Tick season is here again and with it comes diseases that might land an individual in the emergency room. It is prevalent in the Midwestern part of the United States, including California., and hikers and campers are the most infected.
Believe it or not...it's TICK SEASON. Protect yourself by using insect repellent, wearing long sleeves and pants and avoiding wooded and brush areas with tall grass. Find more information in the news release at https://t.co/zaBPanoAdl. #HealthyND pic.twitter.com/7sjGCHqiPh— ND Department of Health (@NDDOH) April 15, 2019
Health experts and authorities are advising the public to take precautions to avoid getting bitten and sick. The North Dakota Department of Health (NDDoH) released a statement to this effect, its epidemiologist, Laura Cronquist, said the highest risk of transmitted tick diseases take place between the end of spring and the beginning of fall.

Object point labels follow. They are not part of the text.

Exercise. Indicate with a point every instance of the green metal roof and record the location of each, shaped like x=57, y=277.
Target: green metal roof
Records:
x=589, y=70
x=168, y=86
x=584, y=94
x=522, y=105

The diseases caused by ticks are anaplasmosis, Rocky Mountain spotted fever, and Lyme, which is the most common. There are different types of ticks that cause these diseases — there are about ninety species, but the most common are a dog, deer, and lone star ticks.
The one giving experts concern this year is the back legged (deer) tick. It bites mostly during the spring, summer, and fall seasons, but it is also very resilient and survives during the winter. It achieves this by hiding under fallen leaves while it waits out the cold. Note that matured ticks can bite when the temperature is above freezing.

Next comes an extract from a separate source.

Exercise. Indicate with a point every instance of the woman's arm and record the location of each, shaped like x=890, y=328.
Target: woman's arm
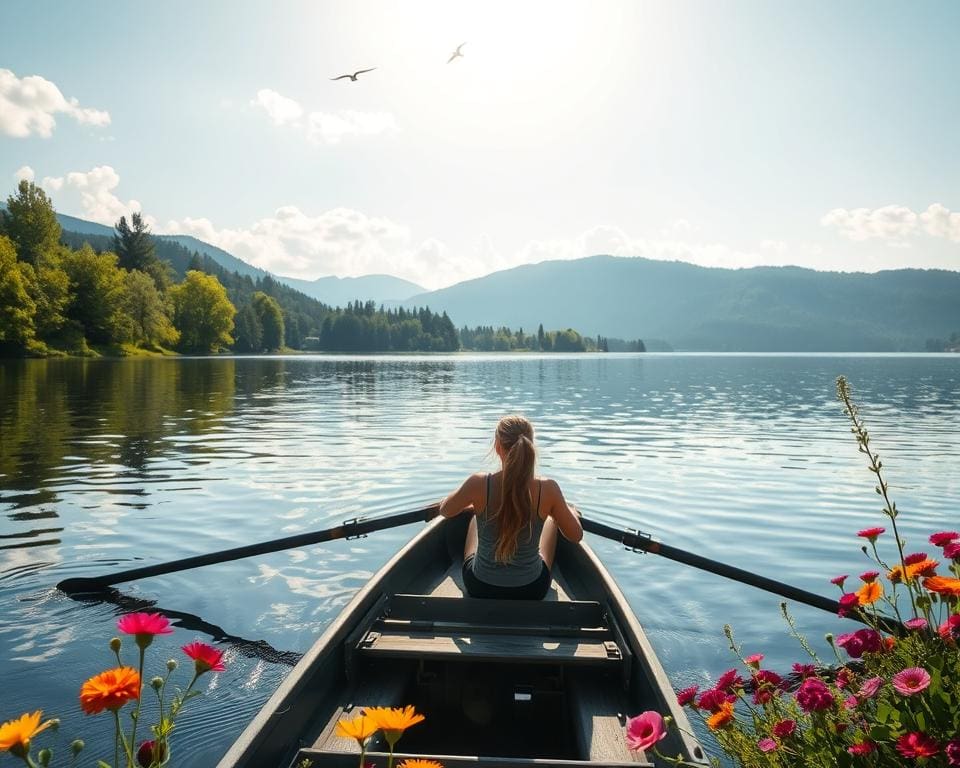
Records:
x=564, y=515
x=469, y=494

No one knows how bad the season will be this year, but experts say it depends on the number of field mice and acorns that dropped last summer; the latter is from oak trees.

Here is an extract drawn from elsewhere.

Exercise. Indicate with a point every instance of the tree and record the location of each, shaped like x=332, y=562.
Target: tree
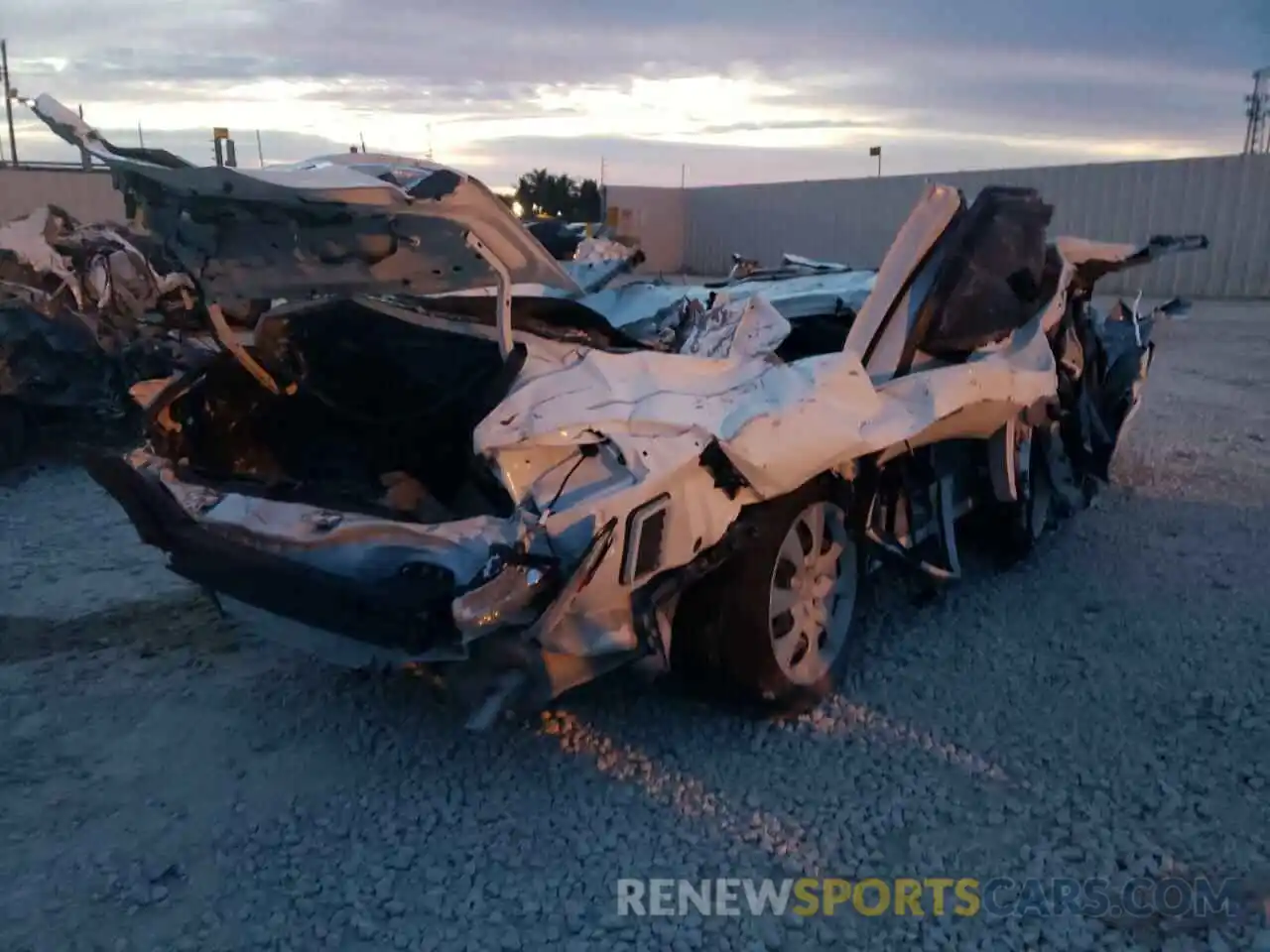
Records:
x=541, y=191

Richard Attfield, a disease ecologist and senior scientist at the Institute of Ecosystem Studies is hopeful things will be better this year than the last. He said that the risk of Lyme disease would be below average, but advice that people protect themselves.
Campers and hikers are expected to use repellants approved by the Environmental Protection Agency, treat their backpacks and camping gear with permethrin, wear light outfits, avoid wooded area with tall grass and leaf litters, and stay on the trail. Those with pet dogs are to use tick preventives on them.
Also, put clothes in a dryer with high heat and thoroughly check for ticks becoming into the house. If this does not work, symptoms of the disease include aches, fever, and rash. Note that ticks that cause Lyme disease take up to 36 hours before transmitting.
NDDoH conducted surveillance in 2018 to identify ticks in the North Dakota area. There will be a repeat this year, and members of the public who wants to volunteer can contact them.